Dec 19, 2010; Indianapolis, IN, USA; Indianapolis Colts wide receiver Austin Collie (17) lays on the ground after suffering an apparent concussion against the Jacksonville Jaguars at Lucas Oil Stadium. Mandatory Credit: Brian Spurlock-USA TODAY Sports

Concussions and the Defenseless Receiver: Could All This be Avoided?

Yesterday here on GMenHQ we had the pleasure of interviewing 2 time Super Bowl Champion CB Mark Collins of the New York Football Giants.  While Mark was very personable as always, he also made a point that I thought worthy of some more thought.  Click Here to hear the clip

Mark’s point about allowing the defenders to handle the receivers a little bit more is valid.  Most analysts have likened the middle of the field in todays NFL to a NASCAR track.  They have purposely opened up the filed to create more offense and therefore they believe more excitement, but has this come at a cost?  Has it actually added to what the NFL says is it’s biggest concern in player safety?  Maybe the NFL could look into allowing contact of a receiver 10 yards down the field, instead of the current five.  If a defender is closer, and can hand check a receiver, then defenses could play less zone coverage and the big open spaces that allow for the high speed collisions could be lessened.  This is coming from a man that played 13 years in the NFL and understands the game from a players perspective.

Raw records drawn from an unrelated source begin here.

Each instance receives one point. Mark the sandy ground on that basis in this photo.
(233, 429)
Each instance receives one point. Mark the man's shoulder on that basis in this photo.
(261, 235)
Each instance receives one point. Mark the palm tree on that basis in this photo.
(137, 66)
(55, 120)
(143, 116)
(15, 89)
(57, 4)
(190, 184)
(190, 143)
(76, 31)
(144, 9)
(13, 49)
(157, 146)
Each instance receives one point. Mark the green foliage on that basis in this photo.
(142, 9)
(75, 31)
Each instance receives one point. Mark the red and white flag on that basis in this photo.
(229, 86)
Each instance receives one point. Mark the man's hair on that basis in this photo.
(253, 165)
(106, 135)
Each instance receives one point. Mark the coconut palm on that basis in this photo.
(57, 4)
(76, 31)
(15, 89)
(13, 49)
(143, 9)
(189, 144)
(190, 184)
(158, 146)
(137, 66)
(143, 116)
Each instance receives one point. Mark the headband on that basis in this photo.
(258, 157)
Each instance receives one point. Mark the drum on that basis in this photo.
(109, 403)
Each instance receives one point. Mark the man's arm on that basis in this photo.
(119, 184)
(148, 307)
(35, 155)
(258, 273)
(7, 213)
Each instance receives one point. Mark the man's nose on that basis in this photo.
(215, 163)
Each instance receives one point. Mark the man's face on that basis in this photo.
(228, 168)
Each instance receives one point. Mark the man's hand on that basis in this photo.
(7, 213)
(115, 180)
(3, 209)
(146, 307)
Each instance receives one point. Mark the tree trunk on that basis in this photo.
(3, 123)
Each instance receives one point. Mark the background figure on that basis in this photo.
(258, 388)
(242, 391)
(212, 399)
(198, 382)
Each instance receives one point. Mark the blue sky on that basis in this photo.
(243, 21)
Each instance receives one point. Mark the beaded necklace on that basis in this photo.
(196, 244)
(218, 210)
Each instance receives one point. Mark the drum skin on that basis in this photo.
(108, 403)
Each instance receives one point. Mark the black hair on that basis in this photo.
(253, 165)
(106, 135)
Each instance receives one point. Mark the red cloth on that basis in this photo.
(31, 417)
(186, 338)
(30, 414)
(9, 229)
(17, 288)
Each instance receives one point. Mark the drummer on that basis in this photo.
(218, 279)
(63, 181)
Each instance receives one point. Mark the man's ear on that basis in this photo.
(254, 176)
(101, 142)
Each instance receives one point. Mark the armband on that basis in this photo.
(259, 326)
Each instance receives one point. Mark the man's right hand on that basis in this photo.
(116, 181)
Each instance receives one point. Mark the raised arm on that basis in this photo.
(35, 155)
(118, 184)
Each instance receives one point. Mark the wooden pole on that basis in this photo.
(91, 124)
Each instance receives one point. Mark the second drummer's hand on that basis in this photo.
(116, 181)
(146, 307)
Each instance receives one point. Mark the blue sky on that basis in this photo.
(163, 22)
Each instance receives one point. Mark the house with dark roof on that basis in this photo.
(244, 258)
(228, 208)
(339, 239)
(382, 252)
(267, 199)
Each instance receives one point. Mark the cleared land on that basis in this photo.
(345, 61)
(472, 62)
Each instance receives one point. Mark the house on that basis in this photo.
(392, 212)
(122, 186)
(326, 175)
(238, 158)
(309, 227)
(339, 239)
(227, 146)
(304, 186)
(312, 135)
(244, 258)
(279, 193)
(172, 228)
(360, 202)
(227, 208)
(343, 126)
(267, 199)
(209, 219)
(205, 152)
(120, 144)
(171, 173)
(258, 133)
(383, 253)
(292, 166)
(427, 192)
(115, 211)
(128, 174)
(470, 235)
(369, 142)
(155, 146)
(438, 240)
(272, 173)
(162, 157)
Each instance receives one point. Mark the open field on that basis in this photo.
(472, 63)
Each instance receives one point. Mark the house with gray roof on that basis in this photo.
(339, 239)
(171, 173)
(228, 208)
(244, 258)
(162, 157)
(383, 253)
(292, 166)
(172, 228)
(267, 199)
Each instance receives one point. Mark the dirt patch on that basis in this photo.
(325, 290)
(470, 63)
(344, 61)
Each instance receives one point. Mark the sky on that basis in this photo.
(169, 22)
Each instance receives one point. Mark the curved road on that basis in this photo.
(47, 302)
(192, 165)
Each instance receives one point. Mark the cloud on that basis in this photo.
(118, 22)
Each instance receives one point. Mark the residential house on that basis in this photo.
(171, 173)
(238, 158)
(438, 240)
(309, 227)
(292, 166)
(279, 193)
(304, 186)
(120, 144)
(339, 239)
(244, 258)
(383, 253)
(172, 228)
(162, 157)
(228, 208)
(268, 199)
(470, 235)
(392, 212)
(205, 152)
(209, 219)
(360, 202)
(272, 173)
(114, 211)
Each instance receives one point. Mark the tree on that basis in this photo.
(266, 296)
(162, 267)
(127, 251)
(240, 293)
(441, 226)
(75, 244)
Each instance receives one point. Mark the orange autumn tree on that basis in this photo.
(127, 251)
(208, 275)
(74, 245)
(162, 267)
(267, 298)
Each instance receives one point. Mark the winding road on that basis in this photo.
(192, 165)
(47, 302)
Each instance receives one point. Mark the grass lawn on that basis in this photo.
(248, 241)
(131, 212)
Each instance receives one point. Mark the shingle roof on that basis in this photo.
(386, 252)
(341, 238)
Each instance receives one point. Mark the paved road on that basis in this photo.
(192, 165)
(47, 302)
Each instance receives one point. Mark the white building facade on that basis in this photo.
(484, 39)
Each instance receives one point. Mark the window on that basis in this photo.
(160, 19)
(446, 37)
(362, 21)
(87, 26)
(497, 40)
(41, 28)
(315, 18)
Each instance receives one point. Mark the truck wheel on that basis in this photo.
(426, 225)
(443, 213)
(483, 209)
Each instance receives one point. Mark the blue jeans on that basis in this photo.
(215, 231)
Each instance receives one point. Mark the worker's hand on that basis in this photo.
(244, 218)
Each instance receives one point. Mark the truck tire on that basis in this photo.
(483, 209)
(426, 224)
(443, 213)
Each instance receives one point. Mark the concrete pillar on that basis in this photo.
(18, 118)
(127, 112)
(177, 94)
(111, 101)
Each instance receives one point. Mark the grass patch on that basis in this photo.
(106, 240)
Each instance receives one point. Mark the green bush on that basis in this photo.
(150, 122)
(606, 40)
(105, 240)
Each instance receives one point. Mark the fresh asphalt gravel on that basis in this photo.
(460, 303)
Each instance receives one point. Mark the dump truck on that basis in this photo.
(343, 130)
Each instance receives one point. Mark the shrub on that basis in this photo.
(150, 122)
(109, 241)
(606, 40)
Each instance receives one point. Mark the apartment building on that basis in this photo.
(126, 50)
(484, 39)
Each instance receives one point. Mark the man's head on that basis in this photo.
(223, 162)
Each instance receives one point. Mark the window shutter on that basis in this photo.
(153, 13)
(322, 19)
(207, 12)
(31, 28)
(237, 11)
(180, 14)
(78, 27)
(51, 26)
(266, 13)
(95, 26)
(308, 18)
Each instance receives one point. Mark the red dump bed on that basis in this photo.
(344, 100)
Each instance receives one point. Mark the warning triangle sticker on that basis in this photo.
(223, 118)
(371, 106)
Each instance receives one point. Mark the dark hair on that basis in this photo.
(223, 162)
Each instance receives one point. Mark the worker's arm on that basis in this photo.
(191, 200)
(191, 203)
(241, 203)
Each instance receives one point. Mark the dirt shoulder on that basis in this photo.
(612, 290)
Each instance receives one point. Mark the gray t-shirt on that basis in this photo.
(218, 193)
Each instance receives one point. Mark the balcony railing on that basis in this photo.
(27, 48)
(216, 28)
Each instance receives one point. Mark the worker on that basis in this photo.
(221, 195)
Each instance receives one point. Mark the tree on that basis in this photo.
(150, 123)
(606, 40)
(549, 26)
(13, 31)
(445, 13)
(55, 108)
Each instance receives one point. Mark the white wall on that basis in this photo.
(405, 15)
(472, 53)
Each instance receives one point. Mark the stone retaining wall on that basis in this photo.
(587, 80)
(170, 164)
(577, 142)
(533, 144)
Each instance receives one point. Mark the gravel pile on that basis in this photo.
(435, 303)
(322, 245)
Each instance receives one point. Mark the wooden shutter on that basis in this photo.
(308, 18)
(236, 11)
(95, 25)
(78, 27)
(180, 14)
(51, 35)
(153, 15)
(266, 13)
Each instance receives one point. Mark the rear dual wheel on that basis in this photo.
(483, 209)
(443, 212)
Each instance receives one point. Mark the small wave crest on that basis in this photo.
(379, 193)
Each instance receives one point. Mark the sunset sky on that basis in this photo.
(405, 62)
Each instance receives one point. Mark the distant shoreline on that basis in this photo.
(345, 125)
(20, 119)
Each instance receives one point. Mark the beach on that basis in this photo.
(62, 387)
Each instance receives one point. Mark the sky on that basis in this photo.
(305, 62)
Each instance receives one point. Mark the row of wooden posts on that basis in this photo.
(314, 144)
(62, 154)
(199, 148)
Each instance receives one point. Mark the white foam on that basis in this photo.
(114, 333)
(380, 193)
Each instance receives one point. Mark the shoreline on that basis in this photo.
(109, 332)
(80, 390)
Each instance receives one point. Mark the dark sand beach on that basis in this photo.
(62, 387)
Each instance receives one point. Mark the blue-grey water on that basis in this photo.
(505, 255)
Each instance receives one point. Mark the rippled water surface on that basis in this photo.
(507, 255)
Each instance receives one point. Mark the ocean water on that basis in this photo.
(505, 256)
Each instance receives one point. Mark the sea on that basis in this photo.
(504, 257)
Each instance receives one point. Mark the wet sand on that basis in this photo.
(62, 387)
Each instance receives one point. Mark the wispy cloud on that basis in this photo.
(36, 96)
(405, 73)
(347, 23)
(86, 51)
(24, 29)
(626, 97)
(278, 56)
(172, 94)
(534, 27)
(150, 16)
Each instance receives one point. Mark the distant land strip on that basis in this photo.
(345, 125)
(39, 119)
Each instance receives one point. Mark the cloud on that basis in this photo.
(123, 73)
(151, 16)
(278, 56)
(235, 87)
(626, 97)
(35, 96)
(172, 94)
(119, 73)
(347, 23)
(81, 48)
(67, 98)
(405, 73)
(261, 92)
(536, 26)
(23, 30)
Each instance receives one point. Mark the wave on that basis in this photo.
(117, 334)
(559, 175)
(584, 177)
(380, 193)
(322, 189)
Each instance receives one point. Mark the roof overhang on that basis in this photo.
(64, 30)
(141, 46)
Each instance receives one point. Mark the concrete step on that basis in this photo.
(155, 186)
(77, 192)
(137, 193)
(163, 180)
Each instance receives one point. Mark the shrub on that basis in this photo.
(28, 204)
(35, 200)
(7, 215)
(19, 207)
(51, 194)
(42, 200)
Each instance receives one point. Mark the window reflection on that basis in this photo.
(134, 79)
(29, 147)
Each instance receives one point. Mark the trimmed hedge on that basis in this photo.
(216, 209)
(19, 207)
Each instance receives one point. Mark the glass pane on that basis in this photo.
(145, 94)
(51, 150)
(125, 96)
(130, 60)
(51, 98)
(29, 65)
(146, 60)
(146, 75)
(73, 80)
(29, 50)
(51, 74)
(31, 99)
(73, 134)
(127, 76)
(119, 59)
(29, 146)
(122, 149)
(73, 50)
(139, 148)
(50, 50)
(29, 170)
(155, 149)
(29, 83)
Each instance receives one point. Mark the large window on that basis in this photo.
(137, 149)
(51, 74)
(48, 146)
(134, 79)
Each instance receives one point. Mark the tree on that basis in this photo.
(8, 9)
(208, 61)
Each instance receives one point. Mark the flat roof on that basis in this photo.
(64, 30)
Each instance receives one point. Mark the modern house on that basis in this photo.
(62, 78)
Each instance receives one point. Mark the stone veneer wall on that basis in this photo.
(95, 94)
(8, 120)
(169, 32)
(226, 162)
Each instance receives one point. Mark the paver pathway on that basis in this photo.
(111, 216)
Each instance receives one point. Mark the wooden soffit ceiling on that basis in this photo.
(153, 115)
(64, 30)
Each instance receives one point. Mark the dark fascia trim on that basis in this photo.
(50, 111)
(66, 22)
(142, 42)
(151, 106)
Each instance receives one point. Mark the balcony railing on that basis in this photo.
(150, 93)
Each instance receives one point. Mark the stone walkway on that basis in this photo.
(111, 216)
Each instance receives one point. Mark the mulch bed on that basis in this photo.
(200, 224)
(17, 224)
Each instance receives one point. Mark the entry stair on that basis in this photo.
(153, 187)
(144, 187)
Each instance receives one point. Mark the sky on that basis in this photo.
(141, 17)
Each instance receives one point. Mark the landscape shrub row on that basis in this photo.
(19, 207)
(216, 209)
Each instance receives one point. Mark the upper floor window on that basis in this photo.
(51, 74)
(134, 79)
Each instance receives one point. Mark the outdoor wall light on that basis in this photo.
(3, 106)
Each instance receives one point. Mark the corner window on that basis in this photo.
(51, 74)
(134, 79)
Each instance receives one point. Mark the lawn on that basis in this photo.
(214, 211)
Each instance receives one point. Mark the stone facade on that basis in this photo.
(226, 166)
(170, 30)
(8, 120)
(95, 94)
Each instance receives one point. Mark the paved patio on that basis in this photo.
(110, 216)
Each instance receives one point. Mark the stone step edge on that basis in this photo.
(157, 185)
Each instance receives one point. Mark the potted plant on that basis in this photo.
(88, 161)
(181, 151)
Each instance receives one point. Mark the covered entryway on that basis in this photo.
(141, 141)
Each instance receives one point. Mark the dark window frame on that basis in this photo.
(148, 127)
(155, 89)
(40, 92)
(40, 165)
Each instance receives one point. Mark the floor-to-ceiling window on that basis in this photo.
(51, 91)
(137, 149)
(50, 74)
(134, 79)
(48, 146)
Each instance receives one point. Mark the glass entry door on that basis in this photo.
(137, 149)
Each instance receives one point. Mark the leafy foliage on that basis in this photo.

The New York Giants won a Super Bowl after the 1990 season vs. the Buffalo Bills, and their entire defensive scheme was to punish the receivers after they caught the ball, and therefore slow them down.  Not one of those receivers was hit in the head or even above the shoulders.  Mark Collins played in that game and agrees that proper form tackling and teaching legal hitting has all but disappeared form the college game and now it shows in the NFL.  ESPN, the league itself, and the other networks continue to tell us what we want to see….violent collisions, long pass plays, receivers running free all over the field.  I would challenge anyone to go back and watch that Super Bowl where the Giants ran a two tight end or three tight end set the majority of the game, while the Bills ran a no huddle fast break offense, and tell me it’s not one of the most entertaining games of all time.

Big hits can be legal, defense can be exciting, and it will go a long way towards ensuring the safety of todays players.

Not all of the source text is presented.